Rheinischer Expressionismus
The Rhenish Expressionist artists were central to Flechtheim’s gallery agenda up until the mid 1920s. Well-known protoganists include Heinrich Campendonk and Paul Adolf Seehaus, August and Helmuth Macke and Heinrich Nauen. A number of less familiar artists and regionally known names are also included among the Rhenish Expressionists such as Paul Baum, Heinz Ehmsen, Ernst Moritz Engert, Otto Feldmann, Franz Seraph Henseler, Franz M. Jansen, Walter Kniebe, Joseph Kölschbach, Matthias Lau, Marie von Malachowski-Nauen, Rudi and Carlo Mense, Walter Ophey, Olga Oppenheimer, William Straube, Hans Thuar and Felicitas Trillhase. Adolf Erbslöh, Max Ernst and Heinrich Maria Dawringhausen are also considered proponents of this style in certain phases of their work.
Stylistically, the artists orientated themselves on Fauvism and Futurism although they did not actually devise any common artistic concept. It was August Macke who invented the term ‘Rheinischer Expressionismus’ and initiated a sensational exhibition in Bonn in 1913 of the same name. This had been preceded by the famous Sonderbund exhibition in Cologne, at which many representatives of this direction in art had already exhibited. Through the exhibition in Bonn Macke wanted to establish the Rhineland region as the artistic centre of the avant-garde alongside Munich and Berlin, and his house and studio became a meeting place for artists. The exhibition venue was the Kunstsalon Cohen, run by Fritz Cohen, the proprietor of the lithography business and bookshop of the same name.

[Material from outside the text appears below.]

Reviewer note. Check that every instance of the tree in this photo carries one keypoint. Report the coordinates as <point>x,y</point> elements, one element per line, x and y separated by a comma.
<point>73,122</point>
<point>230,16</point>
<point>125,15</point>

Alfred Flechtheim was one of the first art dealer’s to promote the Rhenish Expressionists from the outset. An exhibition of works by Paul Baum, Walter Ophey and other Rhenish Expressionists was held as early as May 1914 in the Galerie Flechtheim in Düsseldorf. After reopening the gallery in Düsseldorf works by these artists were again exhibited at Easter and Whitsun in 1919 together with works by Vincent van Gogh and Pablo Picasso, George Braque, Marie Laurencin, Max Liebermann and Karl Schuch. The exhibition to mark the reopening of the Galerie Flechtheim in Berlin in October 1921 included works by Henrich Nauen alongside those of Braque and Piacsso, Karl Hofer and Paul Klee. Solo exhibitions were held in succession at Flechtheim’s galleries for Heinrich Campendonk (1920), Walter Ophey (1920) and Helmuth Macke (1927), with important group exhibitions such as ‘Ostasiatische Gemälde von rheinischen Künstlern’ in summer 1920 and ‘Das Problem der Generation. Die um 1880 geborenen Meister von heute’ in Berlin in 1927. The archive of the Rhenish Expressionists and a reference library are now accommodated in the August-Macke-Haus in Bonn.